Martin: The new Chattanooga creed

David Martin
David Martin
photo David Martin

The piece you're about to read is a good example of "piggybacking."

In his column, "Don't be so cool in 2018," last Sunday, David Cook brought up some good points about how Chattanooga presents itself to the outside world.

Essentially, he argued that by hyperactively marketing, branding and monetizing our town, we're quasi-consciously turning a blind eye to the very real problems plaguing this place.

He cited an article called "Welcome to the MultiMillion Dollar Business of Selling U.S. Cities" that details the efforts by which cities vie against one another for tourist and development dollars.

The author of that piece, Valerie Vande Panne, writes of a practice in which gaggles of reporters are lured to a town, and then their stays consist of "14-hour whirls through the city's brightest and shiniest locales, where every detail is planned down to the minute, and interviews with people not on the tour are discouraged."

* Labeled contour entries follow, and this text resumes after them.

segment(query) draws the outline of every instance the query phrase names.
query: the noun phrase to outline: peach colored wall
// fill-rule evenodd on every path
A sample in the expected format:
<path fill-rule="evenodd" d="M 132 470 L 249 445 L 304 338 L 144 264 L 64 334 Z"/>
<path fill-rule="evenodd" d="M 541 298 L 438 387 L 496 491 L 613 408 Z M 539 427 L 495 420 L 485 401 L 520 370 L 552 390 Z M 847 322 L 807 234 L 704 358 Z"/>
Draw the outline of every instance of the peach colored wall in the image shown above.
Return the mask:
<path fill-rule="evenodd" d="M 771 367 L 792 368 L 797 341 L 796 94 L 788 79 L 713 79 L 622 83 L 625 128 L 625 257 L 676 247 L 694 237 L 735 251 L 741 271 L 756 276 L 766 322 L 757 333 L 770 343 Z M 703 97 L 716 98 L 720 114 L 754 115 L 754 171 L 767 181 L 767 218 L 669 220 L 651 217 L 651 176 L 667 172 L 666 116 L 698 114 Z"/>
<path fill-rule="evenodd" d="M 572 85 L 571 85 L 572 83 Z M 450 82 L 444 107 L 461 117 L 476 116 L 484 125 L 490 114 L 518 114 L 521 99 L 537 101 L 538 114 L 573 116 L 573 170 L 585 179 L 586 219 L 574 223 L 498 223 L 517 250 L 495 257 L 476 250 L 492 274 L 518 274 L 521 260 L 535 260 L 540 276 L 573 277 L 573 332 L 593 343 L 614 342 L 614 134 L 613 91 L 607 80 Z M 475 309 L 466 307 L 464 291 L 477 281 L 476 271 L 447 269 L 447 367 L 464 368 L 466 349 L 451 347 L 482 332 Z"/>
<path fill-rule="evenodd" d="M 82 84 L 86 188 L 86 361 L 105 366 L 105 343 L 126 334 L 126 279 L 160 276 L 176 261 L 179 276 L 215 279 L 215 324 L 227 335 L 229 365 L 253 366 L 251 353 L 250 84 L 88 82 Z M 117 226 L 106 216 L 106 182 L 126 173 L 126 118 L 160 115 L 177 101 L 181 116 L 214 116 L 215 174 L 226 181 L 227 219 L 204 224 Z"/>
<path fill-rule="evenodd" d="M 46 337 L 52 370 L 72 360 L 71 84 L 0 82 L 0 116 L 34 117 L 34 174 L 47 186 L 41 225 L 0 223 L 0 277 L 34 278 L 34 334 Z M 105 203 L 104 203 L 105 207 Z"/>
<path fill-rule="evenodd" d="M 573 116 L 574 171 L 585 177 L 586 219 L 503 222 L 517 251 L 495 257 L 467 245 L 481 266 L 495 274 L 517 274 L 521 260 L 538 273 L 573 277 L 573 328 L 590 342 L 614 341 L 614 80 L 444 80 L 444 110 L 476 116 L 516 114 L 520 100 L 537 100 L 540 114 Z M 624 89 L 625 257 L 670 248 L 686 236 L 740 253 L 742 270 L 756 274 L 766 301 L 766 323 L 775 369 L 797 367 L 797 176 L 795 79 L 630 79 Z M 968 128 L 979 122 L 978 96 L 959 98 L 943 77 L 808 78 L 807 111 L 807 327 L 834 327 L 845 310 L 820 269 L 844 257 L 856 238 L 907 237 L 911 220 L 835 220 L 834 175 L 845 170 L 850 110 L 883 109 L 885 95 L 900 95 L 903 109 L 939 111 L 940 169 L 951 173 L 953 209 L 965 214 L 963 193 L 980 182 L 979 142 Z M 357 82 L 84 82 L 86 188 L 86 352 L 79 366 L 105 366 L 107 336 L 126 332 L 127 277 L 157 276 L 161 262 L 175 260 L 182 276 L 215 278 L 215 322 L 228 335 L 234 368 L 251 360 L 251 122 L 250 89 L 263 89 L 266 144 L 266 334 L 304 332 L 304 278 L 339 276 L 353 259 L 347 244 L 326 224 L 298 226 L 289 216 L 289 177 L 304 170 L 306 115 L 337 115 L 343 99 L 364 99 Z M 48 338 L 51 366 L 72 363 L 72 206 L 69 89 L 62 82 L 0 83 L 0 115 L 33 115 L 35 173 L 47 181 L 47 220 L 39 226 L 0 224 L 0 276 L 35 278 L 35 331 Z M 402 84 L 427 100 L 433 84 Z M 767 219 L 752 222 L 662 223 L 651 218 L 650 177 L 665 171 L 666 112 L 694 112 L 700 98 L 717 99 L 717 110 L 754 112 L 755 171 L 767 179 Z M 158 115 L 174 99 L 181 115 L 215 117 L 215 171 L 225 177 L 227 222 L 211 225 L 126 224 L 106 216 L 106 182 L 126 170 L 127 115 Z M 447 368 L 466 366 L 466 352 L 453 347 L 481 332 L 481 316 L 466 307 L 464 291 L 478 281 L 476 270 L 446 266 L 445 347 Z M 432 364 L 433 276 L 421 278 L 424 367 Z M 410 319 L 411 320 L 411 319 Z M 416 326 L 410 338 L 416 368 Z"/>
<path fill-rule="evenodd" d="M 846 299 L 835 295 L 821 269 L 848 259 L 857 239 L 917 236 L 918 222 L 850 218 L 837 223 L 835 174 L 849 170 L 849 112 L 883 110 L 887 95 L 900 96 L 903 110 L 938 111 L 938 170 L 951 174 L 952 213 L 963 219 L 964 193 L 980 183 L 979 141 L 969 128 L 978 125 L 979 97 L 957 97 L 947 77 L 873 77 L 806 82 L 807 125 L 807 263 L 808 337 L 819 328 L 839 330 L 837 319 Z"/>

If you work or live within a four-block radius of the Innovation District's epicenter, the Edney Building, there's a good chance you've seen these groups being shepherded around.

And while there certainly is plenty of good stuff to write about in Chattanooga - yes we have the Gig; yes, we have a thriving local economy; yes, our natural surroundings are top-notch - the Utopian version, sanitized and "cool," presented to our viewing audience can actually deliver negative outcomes.

But what's being done in Chattanooga is nothing new. Civic boosters, especially in our part of the country, have long been at this game.

Have you ever heard of the phrase "The New South"?

Of course you have.

In the post-Reconstruction era, Southern leaders were desperate to attract investment and fresh labor to their respective cities. Atlanta newspaperman Henry Grady was the archetypal version of this sort, himself coining the "New South" phrase.

Leaders like Grady would tour the country doing speaking engagements, they'd place stories in papers nationwide, they'd invite reporters to come see their towns, they'd do anything to get the word out about the glories of a region that had turned a new page.

Those folks painted a picture of an idyllic world in which an agrarian and planter-led culture had been supplanted by future-thinking men committed to industry, national reconciliation, new ideas and racial harmony (it should be noted that their version of harmony did not mean equality - not even close).

If you want to read more on this historical perspective, pick up C. Vann Woodward's "The Origins of the New South: 1877–1913" and Paul Gaston's "The New South Creed: A Study in Southern Mythmaking."

The title of Gaston's book hints at the problem with the New South narrative of old - it was a myth. Sure, some industry was taking root, but the states of the old Confederacy still had a long way to go to live up to the hype being sold.

After reading Cook's article on Sunday, I scoured my bookshelves to find my dingy grad school copy of "The New South Creed." The back cover explains to readers the danger of the old marketing campaign:

"The image of the South in the three decades after the Civil War was a destructive deception the false, carefully fostered vision of the region as a place of prosperity, vitality, and racial harmony, worked to preserve the conservative (meaning elite-dominated) and racist nature of Southern civilization down to our time."

No, we're not talking about an apples-to-apples comparison here, but the lesson is that over-accentuating our positives can lead to disastrous consequences - the worst being buying our own hype to the point we ignore matters requiring serious attention.